石川県 畜産農家で停電・断水 新潟、富山でも農業被害 能登半島地震2024年1月9日
農林水産省は1月1日に発生した令和6年能登半島地震の農林水産関係被害の9日(午前7時30分現在)の状況をまとめた。坂本哲志農相は「まだ孤立状態のところがある。人材をできるだけ投入して情報を把握することが大事だ」と述べたほか、関係省庁を連携した食料支援にも力を入れていると話した。
令和6年能登半島地震に関する農林水産省緊急自然災害対策本部の第9回会合
現時点で石川県で畜産農家で停電9件、断水46件が発生しており、うち家畜への給水不能が7件となっている。施設損壊40件でうち損壊にともなう家畜被害は3件となっている。
そのほか農業被害では道路損傷30件でうち農場出入り不可が5件、県の農業試験場と畜産試験場ではガラス破損と堆肥舎の一部破損・一部地盤陥没、放牧場の施設で一部破損、畜産センターで断水、停電、施設一部破損が起きている。
食肉センターでは一部損傷と地盤沈下があるが、作業に支障はなく1月8日から屠畜を開始した。そのほか農地4か所、農業用施設83か所の被害が確認されている。

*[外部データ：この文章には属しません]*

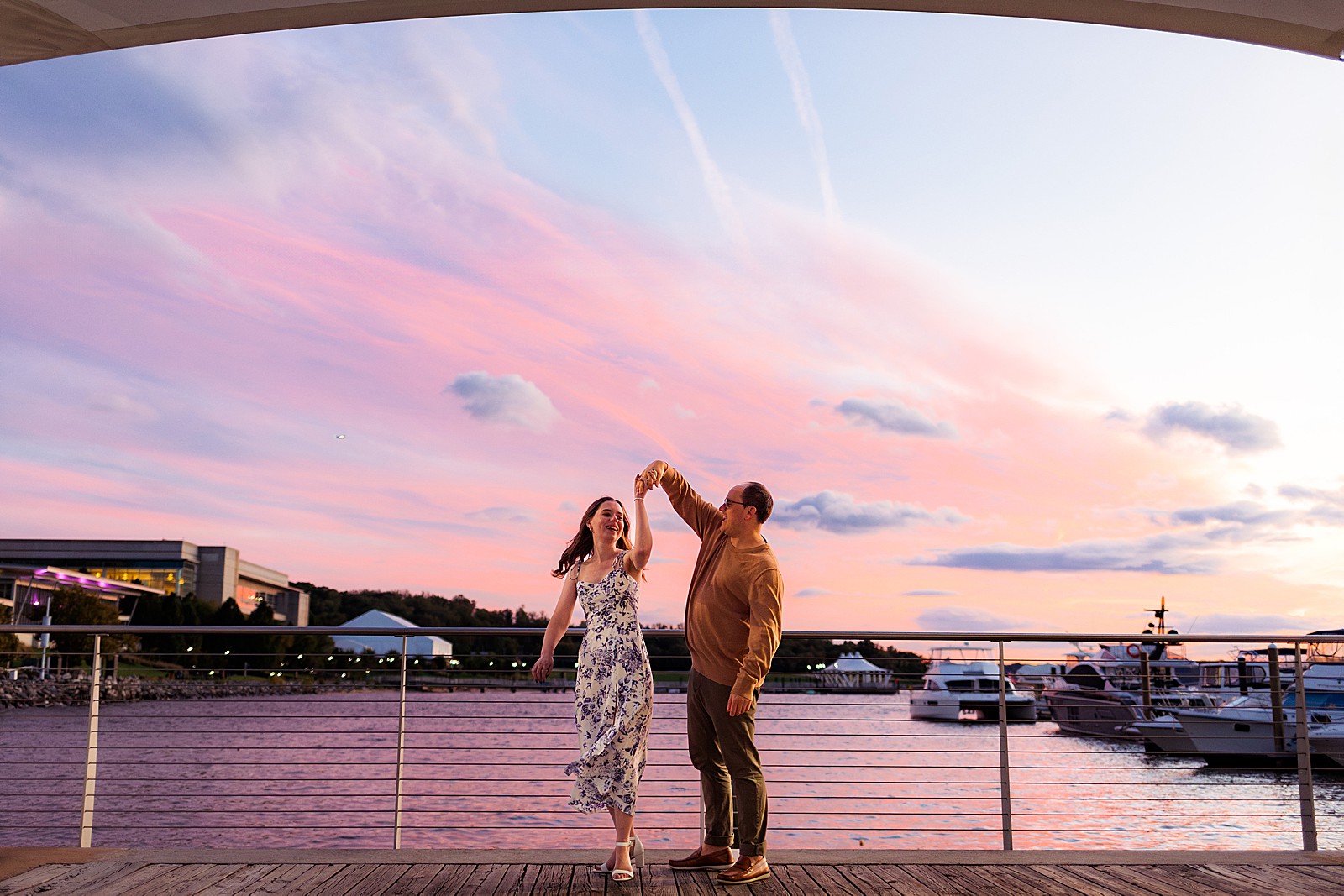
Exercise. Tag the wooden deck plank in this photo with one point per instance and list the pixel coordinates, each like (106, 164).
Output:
(1167, 879)
(589, 883)
(131, 882)
(694, 883)
(1012, 879)
(526, 880)
(554, 880)
(378, 883)
(186, 880)
(1032, 876)
(1112, 883)
(297, 880)
(430, 879)
(987, 879)
(343, 880)
(87, 875)
(511, 882)
(933, 878)
(656, 880)
(1281, 882)
(904, 880)
(1077, 883)
(831, 880)
(785, 880)
(869, 880)
(1328, 873)
(33, 879)
(483, 880)
(168, 876)
(239, 882)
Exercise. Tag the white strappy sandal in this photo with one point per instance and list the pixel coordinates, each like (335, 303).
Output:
(622, 875)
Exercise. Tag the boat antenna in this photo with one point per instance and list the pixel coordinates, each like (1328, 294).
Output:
(1162, 617)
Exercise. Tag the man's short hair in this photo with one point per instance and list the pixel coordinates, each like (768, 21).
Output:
(757, 496)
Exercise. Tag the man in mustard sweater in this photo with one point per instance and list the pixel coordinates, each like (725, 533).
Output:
(732, 631)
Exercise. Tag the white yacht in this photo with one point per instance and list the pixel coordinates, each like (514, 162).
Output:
(1328, 741)
(1247, 727)
(963, 684)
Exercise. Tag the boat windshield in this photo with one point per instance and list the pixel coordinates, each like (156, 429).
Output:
(1317, 699)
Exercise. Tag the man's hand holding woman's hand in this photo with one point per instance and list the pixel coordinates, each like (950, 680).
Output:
(651, 479)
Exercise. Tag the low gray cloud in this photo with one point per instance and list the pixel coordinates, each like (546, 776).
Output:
(1163, 553)
(967, 620)
(1303, 493)
(1250, 624)
(894, 417)
(507, 401)
(842, 513)
(1234, 429)
(501, 515)
(123, 406)
(1249, 520)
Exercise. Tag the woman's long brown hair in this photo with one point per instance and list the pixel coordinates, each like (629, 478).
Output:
(581, 546)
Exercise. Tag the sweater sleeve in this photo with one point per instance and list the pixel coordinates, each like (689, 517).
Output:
(702, 516)
(765, 610)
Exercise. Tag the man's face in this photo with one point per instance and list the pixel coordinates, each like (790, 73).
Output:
(736, 516)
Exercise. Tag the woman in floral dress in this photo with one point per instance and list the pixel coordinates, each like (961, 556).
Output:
(613, 689)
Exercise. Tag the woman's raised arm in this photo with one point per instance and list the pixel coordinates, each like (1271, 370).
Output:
(558, 626)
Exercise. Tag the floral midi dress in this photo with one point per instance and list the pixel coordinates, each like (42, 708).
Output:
(613, 694)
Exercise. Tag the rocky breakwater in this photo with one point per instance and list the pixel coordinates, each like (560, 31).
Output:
(69, 691)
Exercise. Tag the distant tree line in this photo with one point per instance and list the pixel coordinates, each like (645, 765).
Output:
(289, 647)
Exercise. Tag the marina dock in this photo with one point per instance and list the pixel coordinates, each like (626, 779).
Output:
(853, 872)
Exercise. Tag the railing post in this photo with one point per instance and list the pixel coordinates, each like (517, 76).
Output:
(1305, 792)
(1005, 777)
(92, 750)
(401, 752)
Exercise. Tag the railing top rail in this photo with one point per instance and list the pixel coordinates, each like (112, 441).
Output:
(484, 631)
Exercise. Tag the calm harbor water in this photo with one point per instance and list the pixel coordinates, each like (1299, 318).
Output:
(486, 768)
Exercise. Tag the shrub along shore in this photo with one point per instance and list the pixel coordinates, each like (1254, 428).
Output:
(71, 691)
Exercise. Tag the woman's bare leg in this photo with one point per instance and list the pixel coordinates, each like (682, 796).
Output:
(624, 826)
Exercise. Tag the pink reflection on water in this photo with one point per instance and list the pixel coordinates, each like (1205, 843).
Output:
(486, 770)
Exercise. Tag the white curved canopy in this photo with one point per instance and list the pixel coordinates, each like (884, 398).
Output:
(33, 29)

新潟県ではイチゴの果実損傷、栽培棚からの落下による損傷、ハウス液状化によるチューリップの廃棄、パイプハウス内の地割れ・液状化、農作業小屋19棟倒壊、採卵鶏の飼料タンクの破損、カントリーエレベーターでシャッターの破損、米搬送パイプの損傷、JA米倉庫のガラス破損、建物のひび割れ(3棟)、農業用施設20か所の被害などが報告されている。
富山県では高設イチゴベンチの転倒・地面隆起、鶏舎の斜面崩落、養豚舎周辺の地盤液状化、カントリーエレベーターの損傷、施設の外壁の亀裂、農地8か所、農業用施設等71か所の被害などのほか、福井県、岐阜県でも農地・農業用施設に被害が出ている。
農水省は1日に「食料・物資支援チーム」を設置し被災地の要望を踏まえ業界団体を通じた調達要請の結果、パン、パックごはん、即席めんと粉ミルクについて、食品企業から輸送拠点への発送を開始した。
8日までに約125万点の飲食料などを広域物資輸送拠点に供給、関係省庁と連携して被災地へ順次配送している。
9日午前に開かれた令和6年能登半島地震に関する農林水産省緊急自然災害対策本部の第9回会合で坂本哲志農相は「引き続き関係自治体と連携して被害状況の速やかな把握に努めてほしい」と指示したほか、食料支援については「アレルギー対応食を含む約79万食の食料品、2000kgの炊き出し用の無洗米、液体ミルクを含む約5500点の乳児用ミルク、約45万本の飲料を配送しており、引き続き関係省庁と緊密な連携を取って避難された方々にさまざまな食料を支援してほしい」などと述べた。
過疎と高齢化 震災直撃
その後の会見では今回の能登半島地震の特徴について「過疎と高齢化、これが災害のときに如実に現れると思った。輪島、奥能登では交通が遮断され、断水も多い」と指摘し「常日頃から中山間地域を始めとする農村集落の活性化、あるいは関係人口も含めた人口の維持、増加といったことが改めて必要だ」と農村部の振興の必要性を強調した。
そのうえで「被災者の方の生活と生業支援のためのパッケージを可及的速やかに取りまとめるよう総理から指示もあった。まずは被害状況を把握すること、その後、生産再開のための条件整備、生業の再開に向けての支援を行っていく必要がある」などと述べた。